A method for producing a polyacetal resin composition comprising:
Using a twin screw extruder provided with a main feed port and a side feed port located on the downstream side in the extrusion direction from the main feed port,
From the main feed port, the (a) polyacetal resin, (c) a hindered phenol-based antioxidant, (d) a nitrogen-containing compound, and (e) a processing aid are supplied.
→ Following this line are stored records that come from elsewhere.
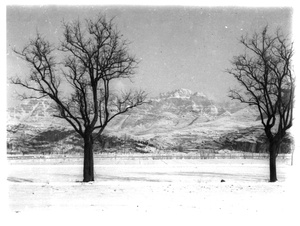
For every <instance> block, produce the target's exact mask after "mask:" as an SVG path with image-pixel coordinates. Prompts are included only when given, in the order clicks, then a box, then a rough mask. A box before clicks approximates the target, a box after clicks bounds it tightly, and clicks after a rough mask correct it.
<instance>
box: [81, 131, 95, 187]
mask: <svg viewBox="0 0 300 226" xmlns="http://www.w3.org/2000/svg"><path fill="white" fill-rule="evenodd" d="M93 146H94V141H93V137H92V135H87V136H86V137H85V138H84V159H83V162H84V163H83V182H89V181H94V156H93Z"/></svg>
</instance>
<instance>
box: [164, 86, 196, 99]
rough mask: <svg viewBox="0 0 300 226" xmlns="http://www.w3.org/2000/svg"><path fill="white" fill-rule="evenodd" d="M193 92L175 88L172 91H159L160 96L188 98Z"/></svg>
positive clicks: (178, 97) (186, 89)
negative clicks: (163, 91)
mask: <svg viewBox="0 0 300 226" xmlns="http://www.w3.org/2000/svg"><path fill="white" fill-rule="evenodd" d="M192 94H193V92H192V91H191V90H189V89H184V88H181V89H176V90H174V91H170V92H166V93H161V94H160V98H165V99H166V98H189V97H191V96H192Z"/></svg>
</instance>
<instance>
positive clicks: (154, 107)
mask: <svg viewBox="0 0 300 226" xmlns="http://www.w3.org/2000/svg"><path fill="white" fill-rule="evenodd" d="M54 114H55V110H54V108H53V104H52V102H51V100H49V99H47V98H43V99H32V100H24V101H22V102H21V104H20V105H19V106H18V107H14V108H9V109H7V117H8V118H7V134H8V135H7V139H8V146H9V147H10V150H18V151H20V150H22V151H24V150H25V152H26V151H27V152H37V151H41V150H44V151H46V152H47V151H49V152H52V153H53V152H57V153H70V152H74V151H75V152H77V151H79V152H80V151H81V150H82V141H81V139H80V137H79V136H77V135H76V133H75V132H74V131H73V130H72V128H71V127H70V125H68V123H67V122H66V121H65V120H61V119H58V118H54V117H53V115H54ZM257 116H258V114H257V111H256V109H255V108H251V107H245V106H243V105H238V104H236V103H234V104H232V103H216V102H214V101H212V100H210V99H209V98H208V97H207V96H206V95H205V94H203V93H200V92H194V93H193V92H192V91H190V90H188V89H178V90H174V91H172V92H167V93H162V94H160V95H159V97H157V98H153V99H151V100H150V101H149V103H147V104H144V105H142V106H139V107H138V108H134V109H131V110H130V111H129V112H127V113H126V114H123V115H119V116H118V117H116V118H115V119H114V120H112V121H111V122H110V123H109V125H108V127H107V128H106V130H105V133H104V136H103V137H102V138H101V139H99V140H98V141H97V142H98V143H97V145H98V146H96V149H97V150H100V149H101V150H102V149H105V150H111V149H112V148H115V149H116V150H120V149H122V150H125V149H128V150H131V151H137V150H141V149H140V146H139V145H142V146H143V145H144V146H145V145H146V146H147V148H149V147H152V149H151V150H152V151H153V150H156V151H162V150H163V151H171V150H173V151H182V150H200V149H201V150H202V149H210V150H218V149H222V148H228V147H229V146H230V145H231V146H234V145H233V143H236V141H235V139H231V138H232V137H237V135H236V133H239V131H244V132H243V139H242V138H241V137H239V136H238V137H239V141H241V142H243V143H250V144H255V143H256V142H262V138H261V137H262V136H263V130H262V127H261V125H260V121H257ZM249 128H251V129H249ZM247 130H249V133H247ZM253 131H255V132H253ZM253 134H254V135H253ZM229 140H230V142H231V143H229V144H228V141H229ZM226 142H227V143H226ZM125 147H127V148H125ZM236 147H237V148H241V147H242V146H241V145H237V146H236ZM53 150H55V151H53Z"/></svg>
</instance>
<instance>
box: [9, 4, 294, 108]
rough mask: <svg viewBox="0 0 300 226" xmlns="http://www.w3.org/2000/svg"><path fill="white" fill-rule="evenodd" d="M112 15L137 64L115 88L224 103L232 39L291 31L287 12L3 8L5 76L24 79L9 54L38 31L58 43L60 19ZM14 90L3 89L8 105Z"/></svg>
mask: <svg viewBox="0 0 300 226" xmlns="http://www.w3.org/2000/svg"><path fill="white" fill-rule="evenodd" d="M99 13H102V14H103V13H105V14H106V15H107V17H109V18H111V17H113V16H115V20H114V21H115V24H116V25H117V27H118V29H119V30H120V32H121V33H122V34H123V35H124V37H125V38H126V39H128V40H129V41H131V42H132V43H131V44H130V46H129V50H130V52H131V53H132V54H134V55H135V56H136V57H137V58H138V59H140V60H141V63H140V64H139V68H138V70H137V73H136V76H135V78H134V80H133V81H134V83H133V84H131V83H130V82H126V81H121V82H119V83H118V84H116V88H120V89H126V88H128V87H133V86H134V87H136V88H138V89H139V88H141V89H144V90H146V91H147V92H148V93H150V96H156V95H158V94H159V93H161V92H167V91H171V90H174V89H178V88H187V89H190V90H192V91H194V92H203V93H205V94H207V95H208V96H209V97H210V98H212V99H216V100H225V99H226V96H227V94H228V90H229V88H230V87H232V86H234V85H235V81H234V80H233V78H231V77H230V75H228V74H226V73H225V72H224V71H225V69H226V68H229V67H230V60H231V59H232V57H233V56H235V55H238V54H240V53H243V51H244V49H243V47H242V46H241V45H240V44H239V42H238V40H239V38H240V37H241V35H245V34H247V33H248V34H252V33H253V32H255V31H260V30H261V29H262V28H263V27H264V26H266V25H268V26H269V28H270V29H271V30H275V29H277V28H278V27H281V28H282V29H283V31H284V32H285V33H286V34H288V33H291V25H292V24H291V23H292V9H291V8H229V7H226V8H224V7H221V8H215V7H214V8H212V7H210V8H209V7H183V6H181V7H170V6H168V7H149V6H148V7H147V6H145V7H134V6H133V7H130V6H123V7H100V6H97V7H83V6H80V7H75V6H74V7H71V6H68V7H62V6H51V7H49V6H48V7H37V6H36V7H30V6H26V7H21V6H13V7H7V76H14V75H19V76H24V75H26V74H27V73H28V69H27V67H26V64H24V62H22V61H21V60H20V59H18V58H17V56H16V55H15V54H13V53H12V51H11V48H12V47H16V48H18V49H20V48H22V47H23V46H24V45H25V44H26V42H28V40H29V39H30V38H33V37H34V36H35V34H36V31H37V30H38V31H39V32H40V33H42V34H43V35H44V36H45V37H46V38H47V39H48V40H49V41H50V42H53V43H56V44H57V43H58V41H59V40H60V39H62V29H61V22H62V20H65V21H70V20H74V19H77V18H79V19H85V18H94V17H96V16H97V15H98V14H99ZM14 92H15V87H13V86H9V87H8V104H9V105H10V104H11V103H14V101H13V99H14Z"/></svg>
By supplying the wood-based fine powder (b) from the side feed port ,
(A) For 100 parts by weight of the polyacetal resin,
(B) 10 to 150 parts by weight of a woody fine powder containing 10 to 30% by weight of lignin and having a sieve residue of 3% by weight or less remaining on the sieve when sieved with a sieve having an opening of 250 μm;
(C) 0.01 to 3 parts by weight of a hindered phenol antioxidant,
0.01 to 3 parts by weight of at least one (d) nitrogen-containing compound selected from an aminotriazine compound, a guanamine compound, a hydrazide compound and a polyamide;
Containing 0.01 to 3 parts by weight of at least one (e) processing aid selected from long chain fatty acids, derivatives of long chain fatty acids, polyoxyalkylene glycols and silicone compounds;
The method to manufacture the polyacetal resin composition whose formaldehyde generation amount by the following method is 100 ppm or less .
(Measuring method)
Resin pellets composed of 8 g of the polyacetal resin composition were filled into a metal cylinder adjusted to 200 ° C. and held for 5 minutes in a molten state. Subsequently, the formaldehyde gas generated from the molten resin was discharged together with the nitrogen stream while flowing nitrogen through the glass absorption bottle connected to the metal cylinder, thereby allowing the distilled water in the absorption bottle to absorb the formaldehyde gas. Formaldehyde absorbed in distilled water was quantified by a method based on JIS K0102, and calculated as a ratio to the evaluation sample (resin composition). The manufacturing method of Claim 1 whose melt index (based on ASTM-D1238, 190 degreeC, 2.16kgf) of the said (a) polyacetal resin is 10-50 g / 10min.